In the end, Duguid concludes that the two “laws of quality” underpinning today’s peer-production projects are insufficient. “If we are to rely on peer production in multiple different spheres of information production,” he says, “we need to look for other ways to assure quality.” But one comes away from this excellent paper wondering whether, once these “other ways” of quality assurance are imposed on a process, it would still qualify as “peer production.” As Duguid eloquently demonstrates, quality doesn’t just happen; it’s not an emergent phenomenon. It’s imposed on a work by people who know what they’re doing. Quality – true quality – may thus be incompatible with the democratic ideal that lies at the heart of what we call peer production.

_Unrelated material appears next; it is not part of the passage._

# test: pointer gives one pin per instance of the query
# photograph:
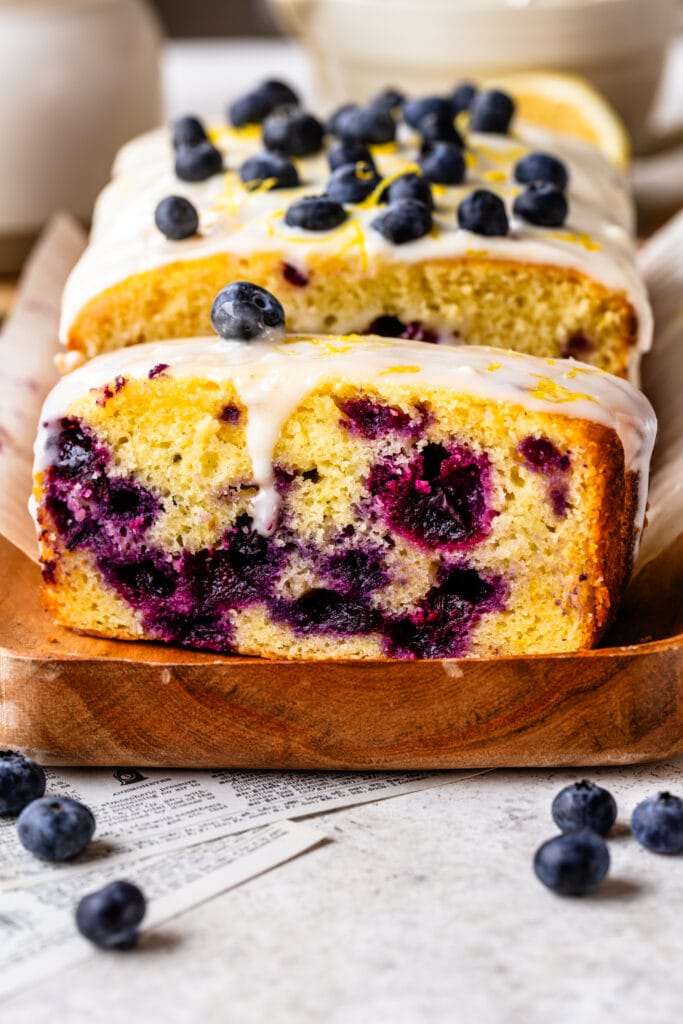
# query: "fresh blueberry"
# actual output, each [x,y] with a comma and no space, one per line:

4 thoughts on “The quality of peer production

  1. Brad

    It is fitting that eyeballs are mentioned, because the problem for the “emergent quality” crowd is exactly the difference between seeing, which is automatic, and thinking, which takes two things to succeed: the individual’s volitional effort, and his or her cognitive context — which is just the sum of prior effort.

    The idea that democratic debate leads to truth probably has more to do with Dewey than the Founding Fathers, who consciously defined a republic instead of a democracy.

  2. mazedesigner

    Duguid makes the point, “… in trying to estimate the qualities of peer production systems, we should not infer the quality of its quieter backwaters from the gross numbers of users.” I wonder if there could be a more complex way to infer the quality of an article based on the behavior of the contributors. What research has been done to identify the patterns that are commonly associated with articles that are deemed to have high quality? Perhaps Wikipedia could dynamically flag articles with seemingly suspect contributor patterns. Clearly this would never be perfect, but maybe it could help users know when they have “landed in a backwater.”

  3. Graham Hill

    Nick

    The history of the quality movement shows that quality is in the eye of the beholder. Quality is inextricably linked with being fit for purpose.

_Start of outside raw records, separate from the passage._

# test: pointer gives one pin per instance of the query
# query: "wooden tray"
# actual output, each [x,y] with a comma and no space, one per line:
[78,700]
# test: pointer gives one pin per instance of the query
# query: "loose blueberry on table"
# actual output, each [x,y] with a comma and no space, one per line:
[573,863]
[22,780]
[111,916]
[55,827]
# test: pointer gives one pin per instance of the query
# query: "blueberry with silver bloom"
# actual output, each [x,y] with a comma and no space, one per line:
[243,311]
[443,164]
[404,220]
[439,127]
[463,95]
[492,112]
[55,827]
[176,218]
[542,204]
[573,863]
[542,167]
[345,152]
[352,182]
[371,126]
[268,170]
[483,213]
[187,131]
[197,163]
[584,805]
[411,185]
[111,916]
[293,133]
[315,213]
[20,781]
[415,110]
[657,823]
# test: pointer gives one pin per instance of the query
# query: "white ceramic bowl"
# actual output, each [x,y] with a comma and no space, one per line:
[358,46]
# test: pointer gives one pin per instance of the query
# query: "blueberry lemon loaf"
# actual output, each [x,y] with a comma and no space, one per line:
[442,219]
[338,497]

    If you need a simple overview of something new to you – let’s say, “Social Networks” – Wikipedia will probably serve your purpose. It’s quality is good enough as defined by most users.

    If you need much more detail, Wikipedia will not serve your purpose, but it will provide you with references – in this case to Scott and Wassermann & Faust’s standard textbooks – that contain all the material you are likely to need. Although not of high quality per se, the reader is shown where to go for the quality they desire.

    The prudent reader will look at several sources for information, not just rely upon a single source, no matter how expert the source claims to be. This applies to searches in wikipedia, traditional encyclopedias and of course, to expert opinion of all types.

    Graham Hil

  4. jesse ezell

    The statement:

    “Hence, while Open Source software has relied heavily on peer production and to a lesser extent on peer review, for quality, it relies as heavily though perhaps less obviously, on the chip and the compiler as ultimate arbiters.”

    Shows a complete lack of understanding of how software is developed. Bugs are not found by the compiler. Compiler errors result in the build breaking and the program not compiling. However, these are generally just syntax errors and take seconds to fix. In any case, these aren’t bugs because you cannot possibly ship the code until it compiles, and it won’t compile unless you fix them. People still end up being the ultimate arbiter, deciding what is and is not a bug. Compilers are extremely limited and don’t really help at all.